Title: I Hunt Killers (Jasper Dent #1)
Author: Barry Lyga
Genre: YA/Psychological thrillers
Date Read: 15/06/2016 – 17/06/2016
This book was very intense. While it was very hard to put down, there was a time when I had to, because its chilling content was causing a disturbing churning in my stomach, but then the second night I was reading it, I accidentally stayed up past midnight with it. The reason that I knocked a half-star off my rating is that this chill factor did wear off about halfway through, which, while a relief, was also a bit disappointing,
Jasper “Jazz” Dent is the son of one of the 21st Century’s most notorious serial killers, Butcher Billy, whose body count is over 100. As you can imagine, Jazz didn’t grow up in the most normal of environments. He is terrified of turning into his father, and when a copycat murderer shows up in his hometown, he decides to help the police with their investigation, in the hopes of at least proving to them that he should not be their main suspect, and proving to himself that he is better than his father.
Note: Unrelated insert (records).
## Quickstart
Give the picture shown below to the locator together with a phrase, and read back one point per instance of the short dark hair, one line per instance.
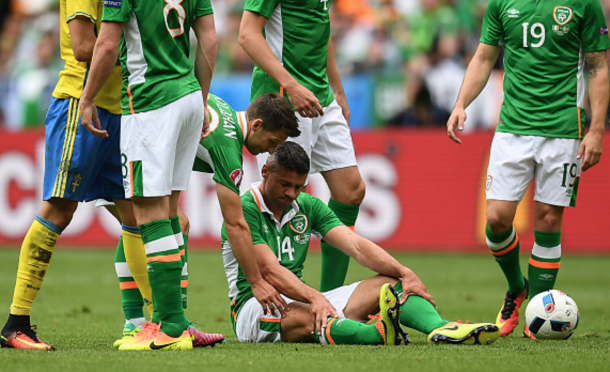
(290, 156)
(276, 114)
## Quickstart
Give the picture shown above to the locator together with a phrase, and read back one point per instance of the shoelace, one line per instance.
(509, 305)
(30, 332)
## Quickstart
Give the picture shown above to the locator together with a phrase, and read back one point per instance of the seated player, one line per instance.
(266, 123)
(282, 219)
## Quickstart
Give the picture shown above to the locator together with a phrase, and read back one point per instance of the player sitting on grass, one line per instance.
(281, 220)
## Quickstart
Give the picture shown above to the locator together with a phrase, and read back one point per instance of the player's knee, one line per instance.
(497, 222)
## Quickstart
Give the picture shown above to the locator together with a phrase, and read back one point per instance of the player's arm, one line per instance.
(82, 34)
(252, 41)
(334, 80)
(104, 58)
(372, 256)
(238, 234)
(291, 286)
(599, 95)
(475, 79)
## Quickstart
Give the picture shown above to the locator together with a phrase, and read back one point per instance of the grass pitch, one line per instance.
(79, 312)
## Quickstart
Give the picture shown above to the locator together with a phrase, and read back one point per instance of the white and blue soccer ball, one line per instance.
(552, 315)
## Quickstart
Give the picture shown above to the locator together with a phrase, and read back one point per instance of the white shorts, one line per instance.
(253, 325)
(159, 146)
(326, 139)
(515, 159)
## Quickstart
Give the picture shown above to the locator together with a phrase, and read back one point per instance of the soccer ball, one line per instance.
(552, 315)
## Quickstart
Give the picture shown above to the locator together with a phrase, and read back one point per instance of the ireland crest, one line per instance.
(562, 15)
(298, 223)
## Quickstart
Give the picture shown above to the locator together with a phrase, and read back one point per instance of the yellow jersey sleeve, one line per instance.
(74, 75)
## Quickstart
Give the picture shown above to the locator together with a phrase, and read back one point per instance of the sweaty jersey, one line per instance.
(297, 32)
(544, 42)
(288, 238)
(74, 75)
(155, 50)
(221, 152)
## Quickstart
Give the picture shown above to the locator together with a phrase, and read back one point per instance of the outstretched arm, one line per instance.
(372, 256)
(475, 79)
(291, 286)
(238, 233)
(104, 59)
(599, 92)
(252, 40)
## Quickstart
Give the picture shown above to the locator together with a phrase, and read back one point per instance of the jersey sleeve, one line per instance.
(594, 33)
(252, 216)
(262, 7)
(491, 31)
(85, 8)
(323, 219)
(117, 10)
(203, 7)
(228, 166)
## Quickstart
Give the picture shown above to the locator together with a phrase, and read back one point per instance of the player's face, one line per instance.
(282, 187)
(261, 141)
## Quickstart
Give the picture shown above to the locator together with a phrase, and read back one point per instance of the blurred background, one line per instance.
(401, 62)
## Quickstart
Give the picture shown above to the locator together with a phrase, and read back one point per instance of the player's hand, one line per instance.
(412, 285)
(89, 119)
(456, 121)
(342, 101)
(304, 101)
(269, 298)
(321, 309)
(591, 149)
(205, 131)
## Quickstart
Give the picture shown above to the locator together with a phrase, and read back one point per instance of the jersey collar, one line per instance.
(260, 201)
(243, 123)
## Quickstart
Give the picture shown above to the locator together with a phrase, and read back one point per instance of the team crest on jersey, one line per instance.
(302, 239)
(562, 15)
(237, 176)
(561, 30)
(298, 223)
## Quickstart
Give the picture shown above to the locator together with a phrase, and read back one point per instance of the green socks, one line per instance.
(418, 313)
(131, 298)
(544, 262)
(341, 331)
(505, 248)
(335, 262)
(164, 274)
(182, 240)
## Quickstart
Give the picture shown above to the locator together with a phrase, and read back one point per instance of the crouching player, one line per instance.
(281, 220)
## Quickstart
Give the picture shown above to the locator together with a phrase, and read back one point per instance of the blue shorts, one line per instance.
(78, 165)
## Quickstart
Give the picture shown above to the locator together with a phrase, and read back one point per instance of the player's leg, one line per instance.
(511, 169)
(69, 149)
(333, 156)
(557, 179)
(151, 152)
(546, 255)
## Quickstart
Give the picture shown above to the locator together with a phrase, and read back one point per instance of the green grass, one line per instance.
(79, 312)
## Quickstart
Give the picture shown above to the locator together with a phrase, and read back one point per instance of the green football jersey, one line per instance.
(221, 152)
(297, 32)
(544, 42)
(288, 238)
(155, 50)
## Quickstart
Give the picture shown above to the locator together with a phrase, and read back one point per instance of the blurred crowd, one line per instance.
(421, 47)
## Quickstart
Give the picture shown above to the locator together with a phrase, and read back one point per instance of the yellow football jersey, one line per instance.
(74, 74)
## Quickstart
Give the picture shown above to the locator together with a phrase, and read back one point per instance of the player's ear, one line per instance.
(265, 171)
(257, 124)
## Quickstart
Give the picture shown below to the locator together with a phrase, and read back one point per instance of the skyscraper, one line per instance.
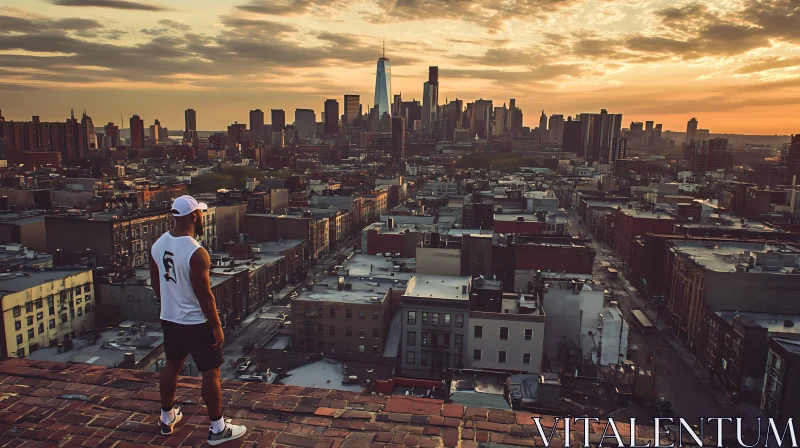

Jazz is a really unique character among YA protagonists. Lyga has clearly done his research because the effects of Billy Dent’s brainwashing on Jazz are clear, as are other parts of Jasper’s psychology, such as his occasional moments of sociopathy. He is a charmer, he can manipulate people to his will, and if he forgets to remind himself that all people are real and deserving of a life, he does start viewing them as expendable. He also has some repressed memories starting to rear their ugly heads, and isn’t entirely sure what to make of them.
The book is structured in such a way that Jazz’ flashbacks to his father’s bragging after kills, and other awful memories are woven seamlessly into the main murder plot. Billy Dent is terrifying; it was one of these flashbacks that made me have to close the book for the night because I was feeling spooked. It also deals with some of the other harsh realities of being the son of such an infamous figure, such as parents of Billy’s murder victims tracking him down and wanting to talk to him to find some kind of closure.
Jazz is accompanied by some really great side characters, particularly Connie, his girlfriend, and Howie, his best friend. Both of them supported him despite knowing who his father was, and keep him grounded when he starts going off the rails.
Overall, this is an incredibly strong series opener, which I recommend, though it is definitely not for the faint of heart!